The midterm candidates who deserve your money
Our updated recommendations for political giving

The people have been clamoring for updated Slow Boring donation recommendations, and today we’re delivering. This was a little slow to come together because we were waiting for a certain number of primaries to resolve themselves and because multiple rounds of redistricting drama have kept reshaping the map.
The key thing to keep in mind as you think about this election is the post-Callais, post-Virginia gerrymandering situation. House Democrats are facing a formidable set of skewed maps in the 2026 cycle, but they also have the national political winds at their back and will very likely win a majority.

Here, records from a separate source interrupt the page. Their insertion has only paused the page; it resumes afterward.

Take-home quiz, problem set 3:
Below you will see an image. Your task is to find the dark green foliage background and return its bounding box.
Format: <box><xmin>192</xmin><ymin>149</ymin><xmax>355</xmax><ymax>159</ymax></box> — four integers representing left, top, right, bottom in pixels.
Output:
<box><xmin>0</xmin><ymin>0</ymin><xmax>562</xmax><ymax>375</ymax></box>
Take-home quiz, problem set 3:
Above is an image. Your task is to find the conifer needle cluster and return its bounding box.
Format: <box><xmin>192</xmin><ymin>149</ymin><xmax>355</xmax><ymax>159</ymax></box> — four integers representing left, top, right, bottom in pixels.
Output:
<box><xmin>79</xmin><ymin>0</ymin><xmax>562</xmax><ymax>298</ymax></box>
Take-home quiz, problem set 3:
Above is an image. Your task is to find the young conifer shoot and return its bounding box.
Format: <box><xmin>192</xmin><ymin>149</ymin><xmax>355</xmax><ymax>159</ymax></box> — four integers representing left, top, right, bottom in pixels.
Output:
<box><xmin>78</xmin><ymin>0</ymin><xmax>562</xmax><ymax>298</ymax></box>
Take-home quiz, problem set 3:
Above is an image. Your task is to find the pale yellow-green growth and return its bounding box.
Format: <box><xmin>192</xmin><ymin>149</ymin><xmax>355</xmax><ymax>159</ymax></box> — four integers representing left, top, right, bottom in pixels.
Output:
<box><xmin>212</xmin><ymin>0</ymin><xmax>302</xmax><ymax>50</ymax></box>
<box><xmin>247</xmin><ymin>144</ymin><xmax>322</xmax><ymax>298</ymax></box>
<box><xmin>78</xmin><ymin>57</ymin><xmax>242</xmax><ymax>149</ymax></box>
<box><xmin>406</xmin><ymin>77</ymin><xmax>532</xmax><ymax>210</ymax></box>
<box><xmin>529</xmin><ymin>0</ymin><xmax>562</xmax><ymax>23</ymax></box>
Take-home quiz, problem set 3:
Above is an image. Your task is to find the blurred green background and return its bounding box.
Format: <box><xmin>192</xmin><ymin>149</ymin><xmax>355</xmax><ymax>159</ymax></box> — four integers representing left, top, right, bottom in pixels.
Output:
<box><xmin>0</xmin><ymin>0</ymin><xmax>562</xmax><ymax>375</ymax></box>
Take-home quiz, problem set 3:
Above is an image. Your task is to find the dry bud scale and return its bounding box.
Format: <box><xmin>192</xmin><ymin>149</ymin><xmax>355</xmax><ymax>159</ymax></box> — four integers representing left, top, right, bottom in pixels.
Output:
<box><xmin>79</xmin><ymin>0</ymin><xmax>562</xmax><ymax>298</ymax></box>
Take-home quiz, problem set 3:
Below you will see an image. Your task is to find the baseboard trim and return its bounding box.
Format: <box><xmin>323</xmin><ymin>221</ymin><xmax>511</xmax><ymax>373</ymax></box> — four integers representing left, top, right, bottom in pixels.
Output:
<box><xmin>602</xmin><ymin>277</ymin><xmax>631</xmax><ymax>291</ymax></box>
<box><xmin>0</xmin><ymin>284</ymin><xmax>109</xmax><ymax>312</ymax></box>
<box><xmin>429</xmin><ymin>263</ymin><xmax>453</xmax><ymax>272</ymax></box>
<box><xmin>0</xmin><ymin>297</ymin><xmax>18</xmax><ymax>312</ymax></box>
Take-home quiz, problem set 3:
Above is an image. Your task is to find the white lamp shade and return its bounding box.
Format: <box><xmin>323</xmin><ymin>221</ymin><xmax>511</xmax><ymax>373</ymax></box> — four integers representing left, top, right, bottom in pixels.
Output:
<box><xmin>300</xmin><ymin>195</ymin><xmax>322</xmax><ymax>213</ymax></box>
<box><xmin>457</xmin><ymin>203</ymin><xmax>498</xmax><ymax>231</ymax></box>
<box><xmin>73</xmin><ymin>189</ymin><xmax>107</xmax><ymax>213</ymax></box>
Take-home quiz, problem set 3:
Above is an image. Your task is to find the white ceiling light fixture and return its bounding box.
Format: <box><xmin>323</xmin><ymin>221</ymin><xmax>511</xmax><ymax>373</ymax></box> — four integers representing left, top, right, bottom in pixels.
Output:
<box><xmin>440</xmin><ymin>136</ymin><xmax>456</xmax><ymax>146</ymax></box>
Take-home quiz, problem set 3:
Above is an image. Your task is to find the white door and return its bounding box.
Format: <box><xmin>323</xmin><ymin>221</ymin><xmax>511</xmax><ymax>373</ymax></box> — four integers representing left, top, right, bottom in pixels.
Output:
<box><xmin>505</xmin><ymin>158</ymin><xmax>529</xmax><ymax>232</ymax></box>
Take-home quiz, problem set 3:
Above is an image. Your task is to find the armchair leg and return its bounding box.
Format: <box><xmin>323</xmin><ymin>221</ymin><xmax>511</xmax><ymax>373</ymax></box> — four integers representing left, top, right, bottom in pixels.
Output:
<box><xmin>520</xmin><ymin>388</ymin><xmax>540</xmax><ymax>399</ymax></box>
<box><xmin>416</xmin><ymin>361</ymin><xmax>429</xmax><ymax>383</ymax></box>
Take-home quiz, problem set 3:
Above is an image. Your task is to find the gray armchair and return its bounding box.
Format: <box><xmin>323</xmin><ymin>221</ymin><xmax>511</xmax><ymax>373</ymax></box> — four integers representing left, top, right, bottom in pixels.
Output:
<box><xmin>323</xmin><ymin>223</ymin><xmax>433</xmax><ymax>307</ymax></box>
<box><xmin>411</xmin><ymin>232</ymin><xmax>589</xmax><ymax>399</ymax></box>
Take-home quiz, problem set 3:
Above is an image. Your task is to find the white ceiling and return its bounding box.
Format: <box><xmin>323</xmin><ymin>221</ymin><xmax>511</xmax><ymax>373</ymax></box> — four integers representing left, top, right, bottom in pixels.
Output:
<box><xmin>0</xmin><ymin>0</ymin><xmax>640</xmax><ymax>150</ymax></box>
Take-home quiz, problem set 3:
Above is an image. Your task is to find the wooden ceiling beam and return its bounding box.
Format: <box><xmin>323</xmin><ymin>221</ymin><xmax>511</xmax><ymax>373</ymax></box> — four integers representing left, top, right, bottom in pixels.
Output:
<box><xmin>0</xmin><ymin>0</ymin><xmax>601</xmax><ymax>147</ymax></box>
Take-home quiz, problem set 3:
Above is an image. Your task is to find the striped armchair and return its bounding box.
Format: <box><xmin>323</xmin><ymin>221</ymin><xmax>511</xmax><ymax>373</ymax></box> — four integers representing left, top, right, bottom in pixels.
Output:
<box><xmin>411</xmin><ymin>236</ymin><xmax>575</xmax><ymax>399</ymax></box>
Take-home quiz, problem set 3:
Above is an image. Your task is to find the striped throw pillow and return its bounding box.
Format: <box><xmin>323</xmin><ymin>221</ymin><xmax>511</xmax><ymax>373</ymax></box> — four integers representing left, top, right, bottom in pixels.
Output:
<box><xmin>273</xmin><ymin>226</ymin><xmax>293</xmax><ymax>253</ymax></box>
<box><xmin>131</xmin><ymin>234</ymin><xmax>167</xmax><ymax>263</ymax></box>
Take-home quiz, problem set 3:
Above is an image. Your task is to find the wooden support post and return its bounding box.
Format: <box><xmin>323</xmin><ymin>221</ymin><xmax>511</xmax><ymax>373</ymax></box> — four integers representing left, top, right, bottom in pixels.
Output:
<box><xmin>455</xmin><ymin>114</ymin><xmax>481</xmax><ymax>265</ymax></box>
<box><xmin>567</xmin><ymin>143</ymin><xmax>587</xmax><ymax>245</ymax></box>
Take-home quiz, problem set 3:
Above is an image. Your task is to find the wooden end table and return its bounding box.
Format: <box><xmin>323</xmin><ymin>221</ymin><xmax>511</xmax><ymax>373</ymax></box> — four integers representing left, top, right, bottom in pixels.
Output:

The real risk is that the maps will make this House majority extremely fragile in 2028 and 2030. To fight that, Democrats need to do a few things:
They need to perform well in critical state-level elections to prevent the maps from getting even worse in 2028 and ideally to implement countermeasures in a few states.
They also need smart candidates in frontline races — not just candidates who can coast to victory when the political climate is favorable, but discerning winners who make smart decisions and can win tough races under difficult circumstances.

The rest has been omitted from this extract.